DeepSeek-V2: An Efficient and Economical Mixture-of-Experts LLM

Large Language Models (LLMs) have revolutionized various fields, showcasing remarkable capabilities in understanding and generating human-like text. However, the increasing size of these models often comes with a significant computational cost, hindering their accessibility and deployment.

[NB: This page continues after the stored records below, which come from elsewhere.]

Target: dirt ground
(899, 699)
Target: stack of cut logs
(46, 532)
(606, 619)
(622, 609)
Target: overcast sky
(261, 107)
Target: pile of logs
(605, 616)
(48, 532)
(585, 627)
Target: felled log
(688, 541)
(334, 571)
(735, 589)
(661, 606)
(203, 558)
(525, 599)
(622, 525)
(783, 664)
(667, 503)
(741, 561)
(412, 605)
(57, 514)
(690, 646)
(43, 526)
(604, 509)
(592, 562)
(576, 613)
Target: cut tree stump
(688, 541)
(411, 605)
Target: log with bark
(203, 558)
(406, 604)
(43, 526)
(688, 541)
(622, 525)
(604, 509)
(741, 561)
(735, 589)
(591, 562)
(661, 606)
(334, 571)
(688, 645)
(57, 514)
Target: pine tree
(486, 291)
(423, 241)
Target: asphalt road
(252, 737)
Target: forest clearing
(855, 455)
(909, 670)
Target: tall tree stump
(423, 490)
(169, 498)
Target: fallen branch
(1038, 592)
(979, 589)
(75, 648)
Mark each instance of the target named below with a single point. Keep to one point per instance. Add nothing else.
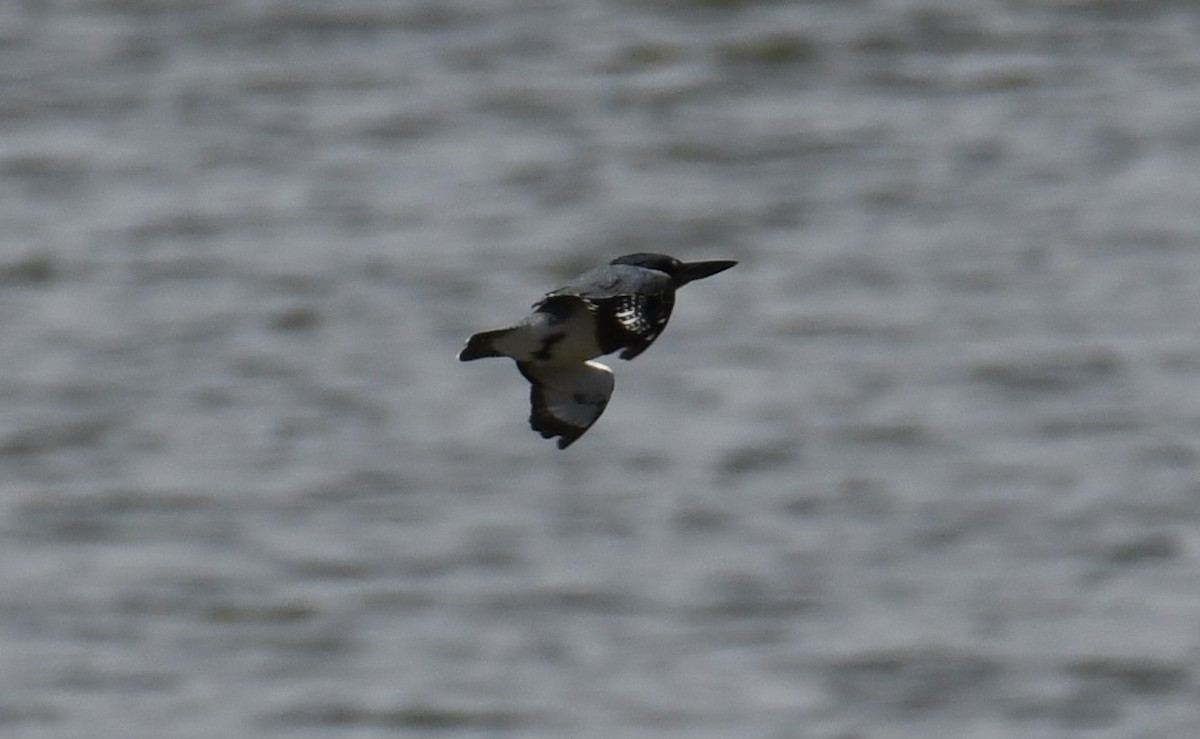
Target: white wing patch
(567, 400)
(636, 316)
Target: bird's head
(681, 271)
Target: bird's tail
(481, 344)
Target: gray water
(927, 463)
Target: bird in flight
(623, 306)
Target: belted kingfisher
(623, 305)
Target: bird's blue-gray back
(616, 280)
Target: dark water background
(925, 464)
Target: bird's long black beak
(699, 270)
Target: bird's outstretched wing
(567, 400)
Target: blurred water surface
(924, 464)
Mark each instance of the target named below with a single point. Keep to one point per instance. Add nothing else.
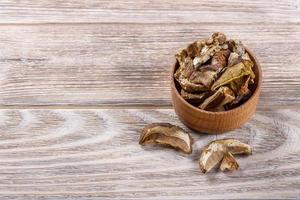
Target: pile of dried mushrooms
(216, 153)
(215, 74)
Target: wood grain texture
(94, 154)
(117, 64)
(146, 11)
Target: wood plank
(88, 154)
(116, 64)
(145, 11)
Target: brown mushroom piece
(211, 156)
(221, 97)
(232, 73)
(229, 163)
(220, 58)
(235, 146)
(166, 134)
(184, 72)
(194, 98)
(222, 151)
(204, 76)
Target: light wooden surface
(80, 79)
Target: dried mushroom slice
(229, 163)
(240, 88)
(213, 45)
(194, 49)
(166, 134)
(182, 76)
(234, 59)
(211, 156)
(221, 97)
(204, 76)
(181, 56)
(232, 73)
(206, 53)
(195, 98)
(185, 69)
(220, 58)
(236, 47)
(222, 150)
(235, 146)
(191, 87)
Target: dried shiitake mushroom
(166, 134)
(217, 66)
(222, 151)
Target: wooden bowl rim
(257, 89)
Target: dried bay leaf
(216, 101)
(232, 73)
(166, 134)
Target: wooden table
(80, 79)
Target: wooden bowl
(216, 122)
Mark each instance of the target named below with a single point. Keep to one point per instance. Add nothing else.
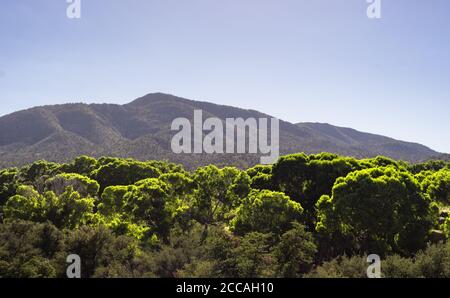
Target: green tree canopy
(381, 209)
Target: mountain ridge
(141, 129)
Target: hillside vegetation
(141, 130)
(306, 216)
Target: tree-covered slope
(141, 129)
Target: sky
(298, 60)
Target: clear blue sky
(299, 60)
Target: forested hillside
(141, 130)
(305, 216)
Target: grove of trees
(305, 216)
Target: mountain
(141, 129)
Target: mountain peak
(141, 129)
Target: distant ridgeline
(306, 215)
(142, 130)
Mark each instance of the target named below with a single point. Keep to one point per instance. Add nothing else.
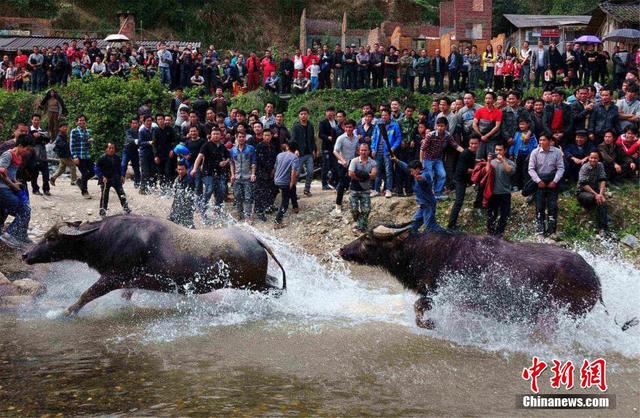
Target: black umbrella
(622, 35)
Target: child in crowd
(524, 142)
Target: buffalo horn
(383, 232)
(76, 232)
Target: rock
(8, 290)
(30, 287)
(3, 279)
(15, 301)
(630, 241)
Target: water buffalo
(140, 252)
(498, 275)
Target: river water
(340, 342)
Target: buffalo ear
(76, 232)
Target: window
(476, 31)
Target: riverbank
(317, 232)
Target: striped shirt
(546, 162)
(80, 147)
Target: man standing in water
(362, 170)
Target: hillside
(251, 23)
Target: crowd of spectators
(372, 66)
(203, 152)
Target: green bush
(351, 101)
(255, 99)
(110, 103)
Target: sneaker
(11, 241)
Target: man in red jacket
(268, 65)
(253, 71)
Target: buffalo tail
(270, 251)
(628, 324)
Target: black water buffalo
(547, 275)
(140, 252)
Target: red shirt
(494, 115)
(556, 121)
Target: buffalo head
(376, 246)
(61, 242)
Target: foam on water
(326, 295)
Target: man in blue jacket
(382, 154)
(426, 199)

DeepSeek-V2 (a cutting-edge, open-source language model built on the Mixture-of-Experts architecture) addresses this challenge by incorporating innovative architectural designs and training methodologies to achieve a balance between performance and efficiency. With a massive 236 billion parameters, of which only 21 billion are activated for each input token, DeepSeek-V2 can handle context lengths of up to 128,000 tokens, allowing it to process and understand extensive text sequences. End. More details in:

  1. Architectural Innovations
  2. Multi-head Latent Attention (MLA) and how it Boosts Inference Efficiency
  3. DeepSeekMoE and how to Train Strong Models Economically
  4. Alignment with Human Preferences
  5. Evaluation Results
  6. Conclusion

Architectural Innovations

The overall architecture, explained in DeepSeek-V2’s paper, is shown in the following image.

DeepSeek-V2 architecture

As you can see, DeepSeek-V2 builds on the powerful Transformer foundation (invented by Vaswani et al. in 2017), which uses building blocks that combine attention mechanisms and processing layers. However, to be both effective and efficient, DeepSeek-V2 takes this concept further by introducing two key architectural innovations:

1. Multi-head Latent Attention (MLA)

MLA tackles the bottleneck of traditional Multi-Head Attention (MHA) mechanisms, which suffer from large Key-Value (KV) cache requirements during inference. This large cache limits the efficiency of generating text, especially for long sequences.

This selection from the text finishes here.